Horace Newcomb held the Lambdin Kay Chair for the Peabody Award in the Grady College of Journalism and Mass Communication at the University of Georgia from 2001 through June 2013. Prior to this, he was a member of the Board of Jurors from 1989 to 1995.

== Career ==
Newcomb is the author of TV: The Most Popular Art (Doubleday/Anchor, 1974), co-author of The Producer's Medium (Oxford University Press, 1983), and editor of seven editions of Television: The Critical View (Oxford University Press, 1976–2006). In 1973-74, while teaching full-time, he was also the daily television columnist for the Baltimore Morning Sun. From 1994-96 he served as Curator for the Museum of Broadcast Communications (Chicago) with primary duties as editor of The Museum of Broadcast Communications Encyclopedia of Television (Taylor & Francis, 2nd edition, 2004), a four-volume, 2,600 page reference work containing more than 1,200 entries on major people, programs, and topics related to television in the United States, the United Kingdom, Canada and Australia. The MBC Encyclopedia of Television is the definitive library reference work of first record for the study of television. Newcomb is also author of numerous articles in scholarly journals, magazines and newspapers.

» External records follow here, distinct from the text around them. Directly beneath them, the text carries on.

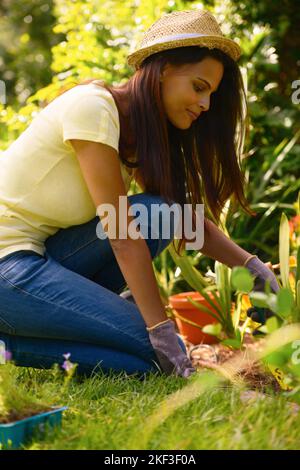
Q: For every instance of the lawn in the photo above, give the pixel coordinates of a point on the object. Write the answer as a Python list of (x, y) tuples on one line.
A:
[(126, 412)]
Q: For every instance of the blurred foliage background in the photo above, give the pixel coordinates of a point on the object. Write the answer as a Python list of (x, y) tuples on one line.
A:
[(46, 46)]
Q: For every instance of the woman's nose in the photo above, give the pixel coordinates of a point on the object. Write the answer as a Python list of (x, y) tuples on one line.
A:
[(204, 103)]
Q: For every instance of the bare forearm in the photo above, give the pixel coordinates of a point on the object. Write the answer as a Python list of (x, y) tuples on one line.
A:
[(135, 262), (221, 248)]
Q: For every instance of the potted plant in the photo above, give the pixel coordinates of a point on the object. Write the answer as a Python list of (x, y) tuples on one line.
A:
[(285, 362), (22, 416), (212, 312)]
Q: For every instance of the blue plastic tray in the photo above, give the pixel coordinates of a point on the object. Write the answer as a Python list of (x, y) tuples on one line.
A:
[(13, 435)]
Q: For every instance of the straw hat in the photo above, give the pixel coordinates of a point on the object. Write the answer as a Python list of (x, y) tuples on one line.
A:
[(183, 28)]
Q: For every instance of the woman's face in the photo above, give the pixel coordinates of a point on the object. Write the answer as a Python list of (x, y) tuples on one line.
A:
[(188, 89)]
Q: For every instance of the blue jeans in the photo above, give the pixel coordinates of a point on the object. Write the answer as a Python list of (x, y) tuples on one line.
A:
[(67, 301)]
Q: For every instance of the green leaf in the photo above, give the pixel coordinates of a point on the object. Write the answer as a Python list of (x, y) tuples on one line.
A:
[(276, 359), (212, 329), (241, 279), (234, 343), (272, 324), (285, 302), (259, 299)]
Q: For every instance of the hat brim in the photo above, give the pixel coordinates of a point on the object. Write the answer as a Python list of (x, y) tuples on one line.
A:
[(228, 46)]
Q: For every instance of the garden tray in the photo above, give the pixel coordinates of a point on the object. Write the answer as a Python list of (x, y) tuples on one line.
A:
[(13, 435)]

His research and teaching interests are in media, society and culture and he has written widely in the fields of television criticism and history. Recent lectures in Italy, Taiwan, Norway, Spain, Denmark, Finland, Sweden, Korea, Switzerland and China have focused on cultural exchange and international media industries.

Newcomb received the B.A. from Mississippi College, Clinton, Mississippi in 1964. He studied as a Woodrow Wilson Fellow and University Fellow at the University of Chicago, receiving the M.A. in 1965 (General Studies in the Humanities) and the Ph.D. in English (American Literature), 1969. He taught at colleges and universities in Iowa, Michigan, Maryland, and Texas before joining the Peabody Award at the University of Georgia in 2001.